Buenos días a todas, todos.
Es un orgullo darles la bienvenida a este congreso que, más que un espacio académico, es un espacio de compromiso, de lucha y, sobre todo, de esperanza. Porque cuando hablamos de salud mental como una cuestión de derechos humanos, no estamos hablando de un tema secundario. Estamos hablando de dignidad, de justicia social, de vida.
Y es urgente que lo digamos claro, frente a quienes aún dudan, frente a quienes aún recortan: la salud mental es un derecho humano. No un lujo, no un favor, no una última prioridad. Es un derecho. Y debe garantizarse con políticas valientes y con recursos reales.
Durante décadas, las personas con discapacidad psicosocial han sido invisibilizadas, excluidas y, demasiadas veces, encerradas, medicadas o ignoradas. Pero hoy venimos a decir: basta. Basta de paternalismos, de decisiones sin consulta, de servicios pensados desde la desconfianza y no desde el acompañamiento.
Sabemos que este es un reto colectivo. No basta con leyes bonitas — aunque las necesitamos. Hace falta transformar los sistemas desde la raíz. Y para eso necesitamos a todos los actores: las administraciones públicas, las organizaciones sociales, los colectivos activistas, y las personas que viven en primera persona estas realidades.
Porque no hay política pública eficaz si no escucha a quienes han vivido en carne propia el estigma, la exclusión, la medicalización forzada o la soledad más profunda.
Y sí, hablemos de soledad. Porque uno de los grandes enemigos de la salud mental hoy es la soledad no deseada. Esa que afecta especialmente a nuestras personas mayores, pero también — y esto es dramático — a los jóvenes. Jóvenes que viven en un mundo hiperconectado, pero emocionalmente aislado. Jóvenes sin redes de apoyo, sin espacios seguros, sin futuro estable. Jóvenes que están gritando por dentro, y a los que muchas veces solo les ofrecemos silencio o diagnósticos.
No podemos seguir mirando para otro lado. La salud mental de las personas jóvenes debe ser una prioridad política, institucional y comunitaria. Porque no hay nada más desgarrador que ver a una generación perder la esperanza.

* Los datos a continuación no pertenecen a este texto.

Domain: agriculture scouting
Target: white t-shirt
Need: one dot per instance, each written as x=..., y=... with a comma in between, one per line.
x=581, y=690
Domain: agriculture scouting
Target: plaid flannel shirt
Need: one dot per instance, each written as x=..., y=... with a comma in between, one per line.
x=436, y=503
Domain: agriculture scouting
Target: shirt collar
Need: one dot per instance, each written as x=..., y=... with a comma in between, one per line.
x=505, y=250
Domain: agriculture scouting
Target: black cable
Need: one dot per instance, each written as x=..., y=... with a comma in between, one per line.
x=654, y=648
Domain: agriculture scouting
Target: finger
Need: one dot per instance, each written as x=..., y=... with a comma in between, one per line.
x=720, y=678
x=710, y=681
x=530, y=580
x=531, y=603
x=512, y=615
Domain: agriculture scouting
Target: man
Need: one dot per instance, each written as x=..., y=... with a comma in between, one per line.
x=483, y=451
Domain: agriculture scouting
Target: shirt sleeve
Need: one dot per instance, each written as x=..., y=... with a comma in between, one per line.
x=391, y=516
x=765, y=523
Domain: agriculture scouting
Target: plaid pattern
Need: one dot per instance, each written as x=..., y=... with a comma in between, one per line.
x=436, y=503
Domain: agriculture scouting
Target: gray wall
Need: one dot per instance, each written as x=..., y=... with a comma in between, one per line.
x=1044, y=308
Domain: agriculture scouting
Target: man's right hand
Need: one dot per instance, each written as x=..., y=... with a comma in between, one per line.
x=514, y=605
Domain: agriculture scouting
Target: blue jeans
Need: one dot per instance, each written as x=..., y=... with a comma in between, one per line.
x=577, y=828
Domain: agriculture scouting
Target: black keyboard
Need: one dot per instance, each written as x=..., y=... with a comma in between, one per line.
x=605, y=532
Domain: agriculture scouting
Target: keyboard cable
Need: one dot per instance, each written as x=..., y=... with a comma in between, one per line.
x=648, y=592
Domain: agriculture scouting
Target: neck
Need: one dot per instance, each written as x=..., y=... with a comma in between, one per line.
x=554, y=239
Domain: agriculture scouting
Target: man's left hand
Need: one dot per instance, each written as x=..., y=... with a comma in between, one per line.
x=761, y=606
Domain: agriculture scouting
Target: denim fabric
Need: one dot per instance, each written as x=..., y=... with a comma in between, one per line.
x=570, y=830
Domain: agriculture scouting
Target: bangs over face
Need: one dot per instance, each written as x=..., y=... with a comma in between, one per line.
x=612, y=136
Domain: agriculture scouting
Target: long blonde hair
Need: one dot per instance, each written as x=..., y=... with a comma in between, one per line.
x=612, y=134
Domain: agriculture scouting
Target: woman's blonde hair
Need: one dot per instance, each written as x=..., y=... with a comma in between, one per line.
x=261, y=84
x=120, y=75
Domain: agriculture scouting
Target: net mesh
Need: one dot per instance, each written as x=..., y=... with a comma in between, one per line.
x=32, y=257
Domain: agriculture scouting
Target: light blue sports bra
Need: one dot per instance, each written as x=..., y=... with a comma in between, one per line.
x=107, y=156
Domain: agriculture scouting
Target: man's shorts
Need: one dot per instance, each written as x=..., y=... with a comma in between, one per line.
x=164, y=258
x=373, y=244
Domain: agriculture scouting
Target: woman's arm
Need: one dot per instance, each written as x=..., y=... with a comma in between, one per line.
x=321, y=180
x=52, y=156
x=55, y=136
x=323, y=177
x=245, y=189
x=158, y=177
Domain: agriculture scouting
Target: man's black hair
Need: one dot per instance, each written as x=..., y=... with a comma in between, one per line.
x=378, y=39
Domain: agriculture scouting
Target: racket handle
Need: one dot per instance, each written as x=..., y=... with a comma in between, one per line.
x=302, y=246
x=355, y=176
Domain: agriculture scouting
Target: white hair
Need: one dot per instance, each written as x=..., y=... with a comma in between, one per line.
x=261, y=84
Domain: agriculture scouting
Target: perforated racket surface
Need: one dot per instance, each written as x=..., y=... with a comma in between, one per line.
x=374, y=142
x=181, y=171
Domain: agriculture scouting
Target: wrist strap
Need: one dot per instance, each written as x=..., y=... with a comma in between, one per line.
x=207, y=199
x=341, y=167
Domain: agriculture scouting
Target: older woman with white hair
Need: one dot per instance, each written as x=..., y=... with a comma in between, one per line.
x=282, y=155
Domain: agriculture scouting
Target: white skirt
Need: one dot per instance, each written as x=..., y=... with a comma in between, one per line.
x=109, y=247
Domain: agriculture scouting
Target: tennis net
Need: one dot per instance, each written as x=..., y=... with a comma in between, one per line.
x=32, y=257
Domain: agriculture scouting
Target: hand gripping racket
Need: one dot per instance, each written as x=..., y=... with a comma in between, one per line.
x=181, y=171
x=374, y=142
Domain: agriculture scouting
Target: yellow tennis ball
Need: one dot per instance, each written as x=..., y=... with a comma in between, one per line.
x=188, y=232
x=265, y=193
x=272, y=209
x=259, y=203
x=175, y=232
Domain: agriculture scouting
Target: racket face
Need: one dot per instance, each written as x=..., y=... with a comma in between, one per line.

Y para cuidar la salud mental, hace falta comunidad. Hace falta tejido. Hace falta inversión sostenida en las entidades sociales que están ahí día a día, acompañando, conteniendo, apoyando. Las asociaciones y colectivos no son un complemento. Son la columna vertebral de un modelo comunitario de atención y derechos. Y ya va siendo hora de que las administraciones dejen de delegar responsabilidades sin dar herramientas. Necesitamos financiación estable, recursos humanos, formación y reconocimiento institucional real.
Porque no se construye un sistema de derechos sin recursos. Ni se combate la exclusión solo con discursos.
Por eso, hago hoy un llamamiento directo a las autoridades presentes: la salud mental no puede seguir siendo el último punto del presupuesto. Hay que invertir con responsabilidad, pero también con valentía. Hay que apostar por la atención comunitaria, por los apoyos en primera persona, por la inclusión en todos los espacios: el educativo, el laboral, el sanitario, el cultural.
Y, al mismo tiempo, hago un llamamiento a quienes venimos del activismo: que sigamos empujando. Que sigamos organizadas, vigilantes, creativas. Que no dejemos de levantar la voz por cada persona que ha sido silenciada.
Este congreso es una oportunidad para tejer puentes entre lo institucional y lo social, entre lo técnico y lo vivencial. Y si de verdad queremos avanzar, necesitamos que esos puentes estén hechos de escucha, de respeto y de compromiso mutuo.
Recordemos algo fundamental: la discapacidad psicosocial no puede seguir tratándose como algo individual. Es una cuestión de derechos. Es una cuestión de justicia. Es una cuestión de comunidad.
Hoy más que nunca, necesitamos políticas públicas que cuiden sin encerrar, que este congreso sea el inicio de alianzas reales. Y que no se nos olvide nunca: los derechos humanos no son algo que alguien te da sino algo que nadie te puede quitar.